Logo Questions Linux Laravel Mysql Ubuntu Git Menu
 

Group several columns then aggregate a set of columns in Pandas (It crashes badly compared to R's data.table)

I am relatively new to the world of Python and trying to use it as a back-up platform to do data analysis. I generally use data.table for my data analysis needs.

The issue is that when I run group-aggregate operation on big CSV file (randomized, zipped, uploaded at http://www.filedropper.com/ddataredact_1), Python throws:

grouping pandas return getattr(obj, method)(*args, **kwds) ValueError: negative dimensions are not allowed

OR (I have even encountered...)

File "C:\Anaconda3\lib\site-packages\pandas\core\reshape\util.py", line 65, in cartesian_product for i, x in enumerate(X)] File "C:\Anaconda3\lib\site-packages\pandas\core\reshape\util.py", line 65, in for i, x in enumerate(X)] File "C:\Anaconda3\lib\site-packages\numpy\core\fromnumeric.py", line 445, in repeat return _wrapfunc(a, 'repeat', repeats, axis=axis) File "C:\Anaconda3\lib\site-packages\numpy\core\fromnumeric.py", line 51, in _wrapfunc return getattr(obj, method)(*args, **kwds) MemoryError

I have spent three days trying to reduce the file size (I was able to reduce the size by 89%), adding breakpoints, debugging it, but I was not able to make any progress.

Surprisingly, I thought of running the same group/aggregate operation in data.table in R, and it hardly took 1 second.

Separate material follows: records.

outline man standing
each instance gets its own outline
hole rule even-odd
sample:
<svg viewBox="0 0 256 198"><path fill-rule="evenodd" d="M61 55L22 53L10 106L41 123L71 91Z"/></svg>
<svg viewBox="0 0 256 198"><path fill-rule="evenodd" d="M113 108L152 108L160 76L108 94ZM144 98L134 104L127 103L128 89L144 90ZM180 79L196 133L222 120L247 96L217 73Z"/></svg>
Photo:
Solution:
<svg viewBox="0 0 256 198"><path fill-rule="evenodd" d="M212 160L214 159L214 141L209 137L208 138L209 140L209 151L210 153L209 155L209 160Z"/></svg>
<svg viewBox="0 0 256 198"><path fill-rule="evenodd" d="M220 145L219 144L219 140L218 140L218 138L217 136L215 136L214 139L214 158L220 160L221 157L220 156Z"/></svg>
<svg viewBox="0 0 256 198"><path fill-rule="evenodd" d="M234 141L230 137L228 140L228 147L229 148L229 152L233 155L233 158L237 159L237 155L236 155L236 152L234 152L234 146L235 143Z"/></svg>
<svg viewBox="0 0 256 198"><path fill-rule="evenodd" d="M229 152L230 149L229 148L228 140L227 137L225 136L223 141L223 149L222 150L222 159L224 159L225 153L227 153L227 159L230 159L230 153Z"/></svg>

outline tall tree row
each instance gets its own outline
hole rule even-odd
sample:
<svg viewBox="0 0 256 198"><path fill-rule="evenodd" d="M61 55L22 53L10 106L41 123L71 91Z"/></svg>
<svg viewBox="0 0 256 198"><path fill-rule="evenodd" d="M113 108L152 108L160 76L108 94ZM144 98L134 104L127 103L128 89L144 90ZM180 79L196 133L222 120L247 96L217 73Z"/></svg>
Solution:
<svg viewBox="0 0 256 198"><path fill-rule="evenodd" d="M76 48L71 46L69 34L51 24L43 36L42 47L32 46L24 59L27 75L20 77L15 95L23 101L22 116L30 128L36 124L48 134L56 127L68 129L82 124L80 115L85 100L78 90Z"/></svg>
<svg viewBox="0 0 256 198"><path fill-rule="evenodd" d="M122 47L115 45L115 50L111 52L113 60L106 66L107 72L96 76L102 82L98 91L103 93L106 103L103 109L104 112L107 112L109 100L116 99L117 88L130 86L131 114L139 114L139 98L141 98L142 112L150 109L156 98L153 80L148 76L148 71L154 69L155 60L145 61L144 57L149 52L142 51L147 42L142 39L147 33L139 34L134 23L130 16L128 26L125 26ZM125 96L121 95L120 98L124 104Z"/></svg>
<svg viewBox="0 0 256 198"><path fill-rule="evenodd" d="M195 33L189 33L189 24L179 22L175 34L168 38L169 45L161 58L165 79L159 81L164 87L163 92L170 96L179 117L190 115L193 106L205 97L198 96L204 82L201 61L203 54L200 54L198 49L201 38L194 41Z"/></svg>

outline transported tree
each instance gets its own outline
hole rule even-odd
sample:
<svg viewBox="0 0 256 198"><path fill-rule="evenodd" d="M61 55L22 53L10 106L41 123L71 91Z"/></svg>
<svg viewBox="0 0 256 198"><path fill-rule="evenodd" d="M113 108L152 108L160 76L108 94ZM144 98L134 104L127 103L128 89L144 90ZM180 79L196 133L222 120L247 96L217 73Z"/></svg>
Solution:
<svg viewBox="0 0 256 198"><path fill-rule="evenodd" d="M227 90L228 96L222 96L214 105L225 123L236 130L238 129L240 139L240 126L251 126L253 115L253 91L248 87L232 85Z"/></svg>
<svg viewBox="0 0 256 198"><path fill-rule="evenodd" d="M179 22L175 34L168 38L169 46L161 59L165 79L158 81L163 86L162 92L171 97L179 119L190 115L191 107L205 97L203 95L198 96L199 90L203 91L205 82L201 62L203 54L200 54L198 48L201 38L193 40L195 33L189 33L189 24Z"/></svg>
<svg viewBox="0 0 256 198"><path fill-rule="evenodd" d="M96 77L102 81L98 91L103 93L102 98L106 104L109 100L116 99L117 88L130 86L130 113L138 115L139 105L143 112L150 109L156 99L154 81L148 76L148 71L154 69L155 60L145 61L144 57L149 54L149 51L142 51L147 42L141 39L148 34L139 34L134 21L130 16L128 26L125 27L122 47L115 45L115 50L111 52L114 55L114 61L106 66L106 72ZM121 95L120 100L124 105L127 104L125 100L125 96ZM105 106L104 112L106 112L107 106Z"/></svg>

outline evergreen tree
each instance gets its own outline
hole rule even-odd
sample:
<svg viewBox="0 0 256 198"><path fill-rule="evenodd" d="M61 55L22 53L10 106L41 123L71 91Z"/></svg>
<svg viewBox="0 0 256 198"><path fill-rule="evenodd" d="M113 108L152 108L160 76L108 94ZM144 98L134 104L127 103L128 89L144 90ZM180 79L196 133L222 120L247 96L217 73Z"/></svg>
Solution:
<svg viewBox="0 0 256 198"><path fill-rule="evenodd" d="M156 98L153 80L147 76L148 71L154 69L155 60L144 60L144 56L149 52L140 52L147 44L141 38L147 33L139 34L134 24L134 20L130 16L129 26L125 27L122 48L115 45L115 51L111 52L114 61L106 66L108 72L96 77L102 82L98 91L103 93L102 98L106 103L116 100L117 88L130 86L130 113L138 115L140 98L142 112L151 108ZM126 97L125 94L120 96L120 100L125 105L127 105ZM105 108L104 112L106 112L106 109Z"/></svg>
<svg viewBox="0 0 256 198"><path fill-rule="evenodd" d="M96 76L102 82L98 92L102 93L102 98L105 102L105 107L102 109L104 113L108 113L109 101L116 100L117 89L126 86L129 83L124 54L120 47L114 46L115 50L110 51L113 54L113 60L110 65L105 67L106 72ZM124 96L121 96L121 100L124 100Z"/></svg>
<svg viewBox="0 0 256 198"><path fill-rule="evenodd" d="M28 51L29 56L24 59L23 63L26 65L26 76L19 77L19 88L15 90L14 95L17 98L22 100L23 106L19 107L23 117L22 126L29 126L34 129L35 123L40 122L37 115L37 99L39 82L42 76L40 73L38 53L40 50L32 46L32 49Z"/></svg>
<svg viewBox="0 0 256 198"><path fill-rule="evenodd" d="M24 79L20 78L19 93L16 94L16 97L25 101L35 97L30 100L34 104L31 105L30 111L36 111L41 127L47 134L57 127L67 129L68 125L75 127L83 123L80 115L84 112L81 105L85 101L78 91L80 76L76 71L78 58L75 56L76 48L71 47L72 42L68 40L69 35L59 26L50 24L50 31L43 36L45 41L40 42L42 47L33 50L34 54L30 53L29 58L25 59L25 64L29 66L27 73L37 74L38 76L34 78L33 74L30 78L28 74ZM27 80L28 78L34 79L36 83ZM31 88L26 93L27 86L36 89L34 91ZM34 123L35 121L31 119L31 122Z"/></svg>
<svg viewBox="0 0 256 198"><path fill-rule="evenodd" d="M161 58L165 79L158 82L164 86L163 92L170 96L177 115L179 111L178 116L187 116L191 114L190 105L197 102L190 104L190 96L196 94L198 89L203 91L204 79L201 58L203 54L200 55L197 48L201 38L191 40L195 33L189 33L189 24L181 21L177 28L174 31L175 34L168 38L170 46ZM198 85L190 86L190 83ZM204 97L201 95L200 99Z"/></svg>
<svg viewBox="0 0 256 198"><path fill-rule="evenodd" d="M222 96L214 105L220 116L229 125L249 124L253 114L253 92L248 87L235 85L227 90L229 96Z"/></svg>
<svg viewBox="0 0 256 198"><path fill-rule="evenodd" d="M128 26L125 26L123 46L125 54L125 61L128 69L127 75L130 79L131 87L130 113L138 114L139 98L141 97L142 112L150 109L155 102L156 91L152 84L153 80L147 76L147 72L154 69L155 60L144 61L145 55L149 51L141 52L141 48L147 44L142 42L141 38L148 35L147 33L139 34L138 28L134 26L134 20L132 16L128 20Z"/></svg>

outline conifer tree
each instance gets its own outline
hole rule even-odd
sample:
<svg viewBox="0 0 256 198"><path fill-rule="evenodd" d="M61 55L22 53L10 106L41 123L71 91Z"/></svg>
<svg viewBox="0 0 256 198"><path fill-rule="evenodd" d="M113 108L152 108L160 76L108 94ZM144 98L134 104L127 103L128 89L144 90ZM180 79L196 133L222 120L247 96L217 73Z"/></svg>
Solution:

Moreover, I didn't have to do any data type conversion etc., suggested at https://www.dataquest.io/blog/pandas-big-data/.

I also researched other threads: Avoiding Memory Issues For GroupBy on Large Pandas DataFrame, Pandas: df.groupby() is too slow for big data set. Any alternatives methods?, and pandas groupby with sum() on large csv file?. It seems these threads are more about matrix multiplication. I'd appreciate if you wouldn't tag this as duplicate.

Here's my Python code:

finaldatapath = "..\Data_R"
ddata = pd.read_csv(finaldatapath +"\\"+"ddata_redact.csv", low_memory=False,encoding ="ISO-8859-1")

#before optimization: 353MB
ddata.info(memory_usage="deep")

#optimize file: Object-types are the biggest culprit.
ddata_obj = ddata.select_dtypes(include=['object']).copy()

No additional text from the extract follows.